11/ Once you have finished editing the image it can be saved to your hard drive. To do this hit File > Save As (Ctrl + Shift + S). In the window that opens you can navigate to the folder you want to save the image to and name it. Below the space where you name the image, there is a drop down menu of file extensions.

12/ Selecting .pdn will save your project as a Paint.Net file, which means it can be reopened in Paint.Net later so you can carry on working on the image from where you left off. In fact it is important to save your work in this way regularly, so that if anything goes wrong, such as your PC crashing, your work will not be lost. It also gives you the opportunity to go back and make other changes to the image at a later time.

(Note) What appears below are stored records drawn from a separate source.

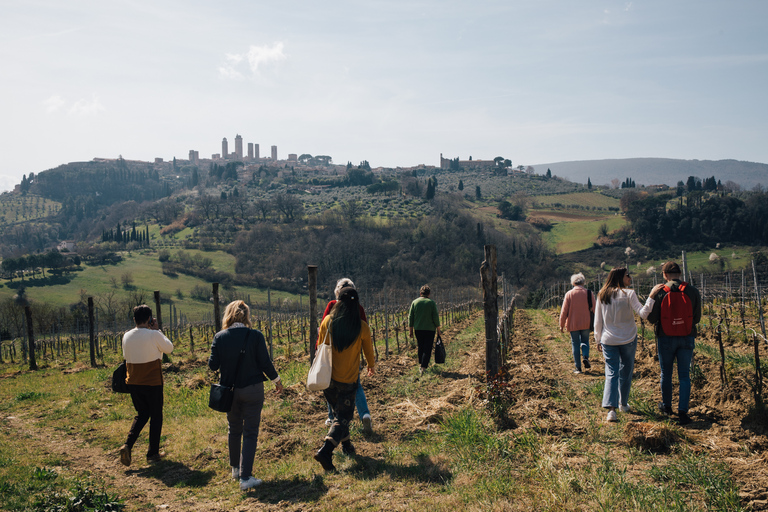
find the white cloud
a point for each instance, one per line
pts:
(260, 55)
(230, 73)
(54, 103)
(257, 58)
(87, 107)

Once your image has been saved as a Paint.Net file in this way hitting the Save icon in the buttons menu again will re-save your work along with any changes.

To save the file as a completed image hit Save As and from the drop down menu of file extensions choose an image extension rather than the Paint.Net file extension.

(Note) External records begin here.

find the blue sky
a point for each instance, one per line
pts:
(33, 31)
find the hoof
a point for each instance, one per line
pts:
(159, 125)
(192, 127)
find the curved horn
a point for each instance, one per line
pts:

A Note On Image File Extensions

The three most useful file extensions for Second Life are BMP, PNG, and JPEG. Some creators save clothing texures as TGA Files, but I see very little advantage of this over PNG.

BMP is a lossless file format which really should not be used if the image is going to be uploaded to Second Life (except perhaps for artwork), because the file size will be huge and will contribute considerably to sim lag issues. For similar reasons this format is also of limited use for websites.

The BMP file format is still very useful however. For example, when I save snapshots from Second Life to my hard drive this is the format I choose, because it provides high quality images as a starting point for any editing I may want to do.

PNG. This is a good compromise on the BMP file extension as the images in this format will remain good quality, and along with being mindful of image size, it can be useful in helping to moderate lag on a Second Life sim.

JPEG. This is pretty much the old work horse file extension for websites etc. Its a good choice where the highest quality image isn't a priority, even though the average JPEG image will still look pretty good. JPEGs are good for general event posters in SL and for websites. Even so, my file extension of choice remains PNG and its the one I use for most projects.

Returning to the Save procedure, after naming the image and selecting a file extension another window will open, and how this looks will depend on the file format. However, at this point its all very intuitive, so when you're ready hit OK and your image will be saved to your hard drive.

Hopefully, this quick tutorial will help those new to image editing to get started as quickly and as painlessly as possible. Paint.Net may not be as feature rich as for example Photoshop and Gimp but it is nevertheless a good application to have at hand, especially for those quick tasks.